The Gators did it -- going from unranked preseason to NCAA Men's Basketball National Champions. According to Sophomore star and sound-bite machine Joakim Noah, it feels so good he can smell it and taste it. Defensive whiz and my pick for future NBA scoring force Corey Brewer (and multiple teammates) commented that this is something they always dreamed about -- winning it all.

That's great for us Gator fans, but what's in it for the rest of you...big dreams!

I've always believed that dreaming big is a key, yet rarely discussed talent of top entrepreneurs. I don't just mean dreams/motivational speeches of a garage startup beating the competition, I mean personal dreams that allow an entrepreneur to smell and taste what success will make possible. Building a world-changing company is hard work and will test the smartest and most experienced management teams out there. The entrepreneurs that can visualize why they are putting in the crazy hours, enduring the board pressures and testing their family's patience are the ones that will emerge from the startup crucible whole and victorious.

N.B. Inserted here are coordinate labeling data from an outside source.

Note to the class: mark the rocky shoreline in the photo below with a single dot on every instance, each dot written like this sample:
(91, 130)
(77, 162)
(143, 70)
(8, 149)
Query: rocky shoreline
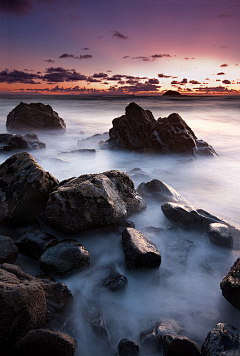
(29, 194)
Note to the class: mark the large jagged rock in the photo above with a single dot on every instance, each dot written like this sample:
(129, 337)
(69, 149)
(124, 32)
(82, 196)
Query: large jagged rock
(139, 251)
(26, 303)
(92, 201)
(10, 142)
(45, 342)
(139, 131)
(223, 340)
(230, 285)
(24, 189)
(34, 116)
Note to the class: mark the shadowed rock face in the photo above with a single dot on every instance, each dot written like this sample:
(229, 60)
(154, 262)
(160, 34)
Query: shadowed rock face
(139, 131)
(24, 189)
(35, 116)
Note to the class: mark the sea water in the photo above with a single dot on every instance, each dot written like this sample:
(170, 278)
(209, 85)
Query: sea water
(186, 287)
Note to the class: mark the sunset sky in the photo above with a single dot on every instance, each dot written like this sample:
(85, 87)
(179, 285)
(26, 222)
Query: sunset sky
(120, 46)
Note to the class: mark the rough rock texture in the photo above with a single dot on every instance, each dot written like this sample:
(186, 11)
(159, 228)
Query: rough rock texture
(160, 191)
(8, 250)
(139, 131)
(115, 280)
(219, 234)
(128, 347)
(34, 242)
(24, 189)
(223, 340)
(92, 201)
(45, 342)
(34, 116)
(179, 346)
(230, 285)
(26, 302)
(139, 251)
(64, 257)
(10, 142)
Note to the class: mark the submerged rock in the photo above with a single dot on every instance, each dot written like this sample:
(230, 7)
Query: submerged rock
(223, 340)
(139, 251)
(138, 130)
(230, 285)
(45, 342)
(64, 257)
(34, 116)
(91, 201)
(24, 189)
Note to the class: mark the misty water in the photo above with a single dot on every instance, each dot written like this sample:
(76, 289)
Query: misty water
(186, 287)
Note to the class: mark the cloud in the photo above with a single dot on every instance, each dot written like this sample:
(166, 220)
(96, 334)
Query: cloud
(59, 74)
(16, 76)
(119, 35)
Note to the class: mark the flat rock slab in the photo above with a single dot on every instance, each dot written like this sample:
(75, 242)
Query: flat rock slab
(34, 116)
(139, 251)
(64, 257)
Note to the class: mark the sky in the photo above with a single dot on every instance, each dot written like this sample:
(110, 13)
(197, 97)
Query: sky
(141, 47)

Although big dreams are often personal, a recent news tidbit makes good dream fodder. Hungarian-born billionaire, Charles Simonyi who helped Microsoft create Word and Excel is paying $20M and training for a flight to the space lab. He will be just the 5th private tourist to go into space. Although some people scoff at blowing $20M on such a voyage, I love it (and I'm not even a space nut)!

If you're going to dream, don't settle for a fast car or a beachfront condo with 1000 neighbors, dream big about buying the first XKE ever made or shooting the tubes off your own South Pacific island, and then keep fighting until you're there.